Post
Topic
Board Bitcoin Discussion
Re: Bitcoin Halving effect
by
criptoevangelista
on 25/01/2024, 17:18:19 UTC
As we all are aware Bitcoin Halving is excepted to happen around April-May2024. Dare I say whatever price BTC sits on today is irrelevant and can expect an exponential growth after May2024. If we look back at each time Bitcoin Halving took place in the past (November2012,July2016 and May2020) We have seen tremendous growth in prices due to supply shock. I think anyone who truly believes in Bitcoins future could not ask for a better timing to invest into it right now.

Even for those who want short term goals could easily see their investments grow like crazy by next halving which be in 2028.

"Those that fail to learn from history are doomed to repeat it"

This is just something i thought i would share with the community if someone wasn't aware but let me know what you believe and also please feel to share your thoughts on this even if you disagree with whatever i've said above.
The growth wasn't necessarily due to supply shock, as you put it. Growth seems to happen after halving, but not immediately after it, and perhaps it can't even be directly attributed to it. It can be just FOMO due to being reminded that fewer and fewer coins are entering the total supply, or just increased demand because of some Bitcoin cycles taking a certain period of time. It's not so easy to measure, and there haven't been many halvings to say that it's a strong correlation. Halvings will keep happening, but I think Bitcoin would grow by 2028 even if the halvings stopped all of a sudden.

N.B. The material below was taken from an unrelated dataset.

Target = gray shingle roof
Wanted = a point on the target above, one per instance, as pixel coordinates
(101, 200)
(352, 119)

Nowadays it's more due to FOMO from past stories and natural market movement. Due to the reduction in supply through mining companies, the impact will not be much because more than 90% of the supply has already been extracted.

I'm just curious to know what it will be like when the block reward is less than 1BTC. At some point in history (I don't know if I'll be alive to see this in the future, I believe it will take decades) they will have to review whether 8 decimal places are enough for Bitcoin.